I think you're right about the conference rules tie-up. But I think, given the climate and the scrutiny on the many mid-major conference schools for which this is a problem, that we're going to see some of these rules begin to be changed because they simply aren't realistic. You can't point at what a school like EMU has been doing with football since the beginning of time and say "well, if they want to stay in the conference for volleyball..."
Georgetown is D1 in basketball but I don't believe the rest of their sports are. At least when I was in college (25 years ago) the rest of their teams were D3. It might have changed though.
From what I've read, Georgetown is in the Patriot League in football (FCS) and D-1 in everything else the NCAA sponsors.
A lot of the "directionals" are very successful at 1-AA football.
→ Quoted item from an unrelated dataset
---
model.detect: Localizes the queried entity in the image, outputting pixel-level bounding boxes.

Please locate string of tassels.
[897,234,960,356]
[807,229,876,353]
Northern Iowa, Eastern Illinois, Eastern Kentucky, Eastern Washington etc. all compete at a level I expect EMU would be able to. The stadium is way too big and I don't know if there is a precedent for shrinking a stadium, but I think competing in the MVFC or a similar league would be a good idea.
"The study points to an increase in the total full time equivalent athletic staff from 64 in 2006-07 to 85 in 2015-16, doubling staff salaries from $3.2 million to $6.4 million... During that same time period, the report indicates EMU's entire faculty increased by just 15.78 full-time equivalent personnel."
So EMU added *more* athletic department jobs, at a high-salary, to serve perhaps 500 students, than EMU did faculty to serve 20,000 students.
That is not right.
Sounds like a page from the Brandon playbook.
Been stumping on this for awhile and glad to see it's getting traction. I hated paying for EMU athletics when my wife was in grad school there.
http://mgoblog.com/mgoboard/otish-power-5-schools-and-others-charging-s…
(Note: in that thread, I way underestimated the current deficit.)
April 25th, 2016 at 11:49 PM ^
I'm an alumnus of both schools and am in EMU's Engineering Management program. I’d be disappointed if they dropped football or went to D2. They belong in the MAC.
Seems to me that Eastern has made a few clear blunders. They can’t and shouldn’t try to compete head to head with Michigan and MSU for fans on Saturday afternoons. As mentioned, EMU always has been a commuter school and the campus has a tendency to clear out on weekends. If they continue on with the football program they should just accept those facts and build a different sort of program.
Be the Anti-Michigan.
Make most or all of the home games at night, preferably on Thursday or Friday when undergrads are still on campus.
Make the night games a big party.
Exploit the lower competition for TV viewers and fans on those nights. (get on TV not on streaming services!)
Culture an identity as an outsider team with a radical or alternative philosophy (be fun to watch even if not winning!)
Schedule home games as much as possible on away dates for Michigan Football in order to draw more cross-over fans.
As others have mentioned, EMU is a fantastic school with much more going for it than many Michigan fans / alumni probably realize.